On April 1, 2011, the Department of Health and Human Services (HHS) issued six FAQs providing additional guidance on the types of changes that will cause a group health plan to lose grandfathered status for purposes of federal Health Care Reform. While the FAQs generally do not break new ground, they do provide helpful guidance for employers in specific situations.

The FAQs clarify that:

  • If a generic equivalent becomes available for a brand-name drug, moving the brand-name drug to a new tier within the plan's formulary with a resulting increase in the cost-sharing level for that drug and adding the generic to the formulary will NOT cause the plan to lose grandfathered status.
  • If a calendar year plan adopts an amendment that will cause the plan to lose grandfathered status on July 1, 2011, with an effective date of January 1, 2012, grandfathered status is lost on January 1, 2012, the effective date of the amendment, NOT on July 1, 2011, the date it was adopted.
  • If a calendar year plan adopts an amendment that will cause the plan to lose grandfathered status with an effective date of July 1, 2011, it will lose grandfathered status as of that date.
  • Where an employer determines its contribution toward the cost of coverage based on a formula and the formula does not change, the plan does NOT lose grandfathered status even though the actual dollar amount paid by participants increases due to underlying increases in the cost of the coverage.

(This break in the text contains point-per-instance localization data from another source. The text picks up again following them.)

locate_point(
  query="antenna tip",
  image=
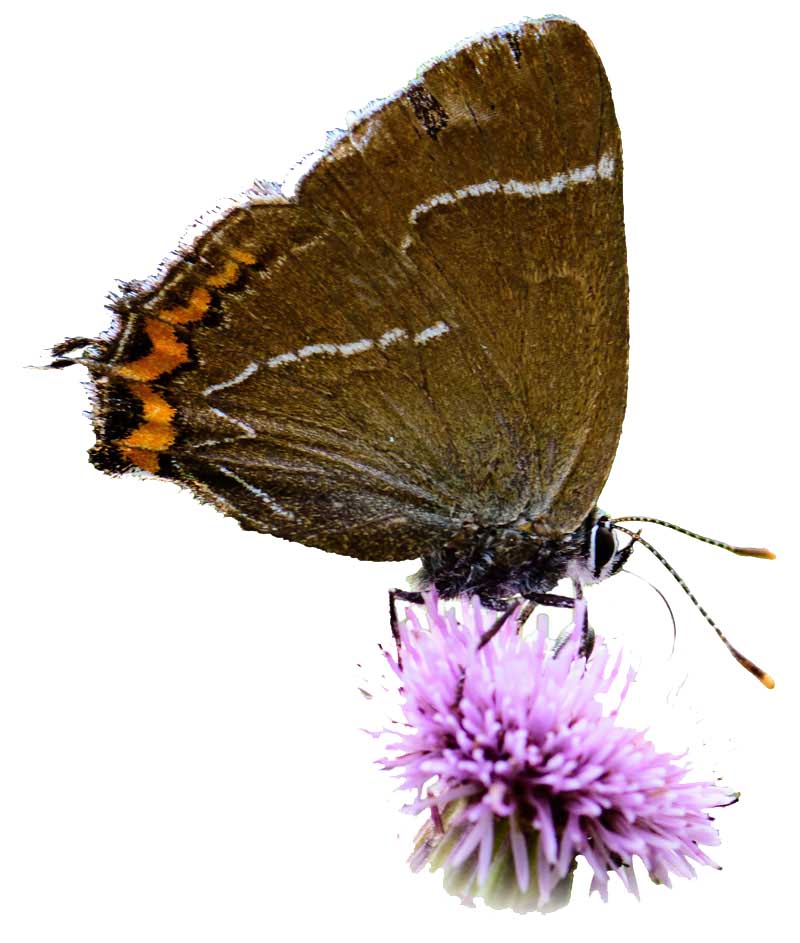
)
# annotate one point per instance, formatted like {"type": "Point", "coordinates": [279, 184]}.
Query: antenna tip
{"type": "Point", "coordinates": [761, 552]}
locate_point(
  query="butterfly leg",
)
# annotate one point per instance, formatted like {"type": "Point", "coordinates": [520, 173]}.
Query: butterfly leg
{"type": "Point", "coordinates": [532, 600]}
{"type": "Point", "coordinates": [587, 632]}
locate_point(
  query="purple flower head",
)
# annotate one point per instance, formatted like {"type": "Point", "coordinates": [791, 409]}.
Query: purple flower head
{"type": "Point", "coordinates": [522, 766]}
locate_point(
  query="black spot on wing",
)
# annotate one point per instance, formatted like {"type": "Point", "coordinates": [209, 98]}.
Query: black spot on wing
{"type": "Point", "coordinates": [514, 45]}
{"type": "Point", "coordinates": [428, 109]}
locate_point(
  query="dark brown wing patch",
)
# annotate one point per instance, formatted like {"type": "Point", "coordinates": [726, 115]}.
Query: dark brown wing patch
{"type": "Point", "coordinates": [431, 333]}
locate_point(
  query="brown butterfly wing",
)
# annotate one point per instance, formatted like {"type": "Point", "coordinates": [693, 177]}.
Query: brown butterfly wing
{"type": "Point", "coordinates": [433, 331]}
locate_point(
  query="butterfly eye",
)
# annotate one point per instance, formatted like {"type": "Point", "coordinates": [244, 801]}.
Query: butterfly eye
{"type": "Point", "coordinates": [604, 548]}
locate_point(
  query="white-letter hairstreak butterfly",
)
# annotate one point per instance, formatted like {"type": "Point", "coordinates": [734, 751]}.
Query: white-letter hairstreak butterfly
{"type": "Point", "coordinates": [423, 351]}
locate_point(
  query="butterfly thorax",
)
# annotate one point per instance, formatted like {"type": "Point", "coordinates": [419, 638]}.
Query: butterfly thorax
{"type": "Point", "coordinates": [496, 562]}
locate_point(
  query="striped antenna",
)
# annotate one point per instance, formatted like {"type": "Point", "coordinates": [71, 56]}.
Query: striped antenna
{"type": "Point", "coordinates": [743, 660]}
{"type": "Point", "coordinates": [761, 552]}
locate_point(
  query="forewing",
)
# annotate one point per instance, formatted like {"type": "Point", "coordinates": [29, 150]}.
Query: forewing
{"type": "Point", "coordinates": [432, 332]}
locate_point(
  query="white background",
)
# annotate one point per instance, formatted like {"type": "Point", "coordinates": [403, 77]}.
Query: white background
{"type": "Point", "coordinates": [179, 722]}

The interim final regulations regarding grandfathered plan status state that transferring employees from one grandfathered group health plan to another grandfathered group health plan will cause the receiving plan to lose grandfathered status if amending the transferring plan to replicate the terms of the receiving plan would have caused the receiving plan to lose grandfathered status unless the transfer was done for a "bona-fide employment-based reason."

The FAQs clarify that the term "bona-fide employment-based reason" encompasses a variety of circumstances, including but not limited to:

  • Elimination of a benefit package because the insurer is leaving the market or no longer offers the product to the employer.
  • Low or declining participation in a benefit package makes it impractical for the plan sponsor to continue to offer the benefit package.
  • A benefit package is eliminated for any reason and multiple benefit packages covering a significant portion of other employees remain available to the employees being transferred.
  • A benefit package is eliminated from a multiemployer plan as agreed to through collective bargaining

The content of this article is intended to provide a general guide to the subject matter. Specialist advice should be sought about your specific circumstances.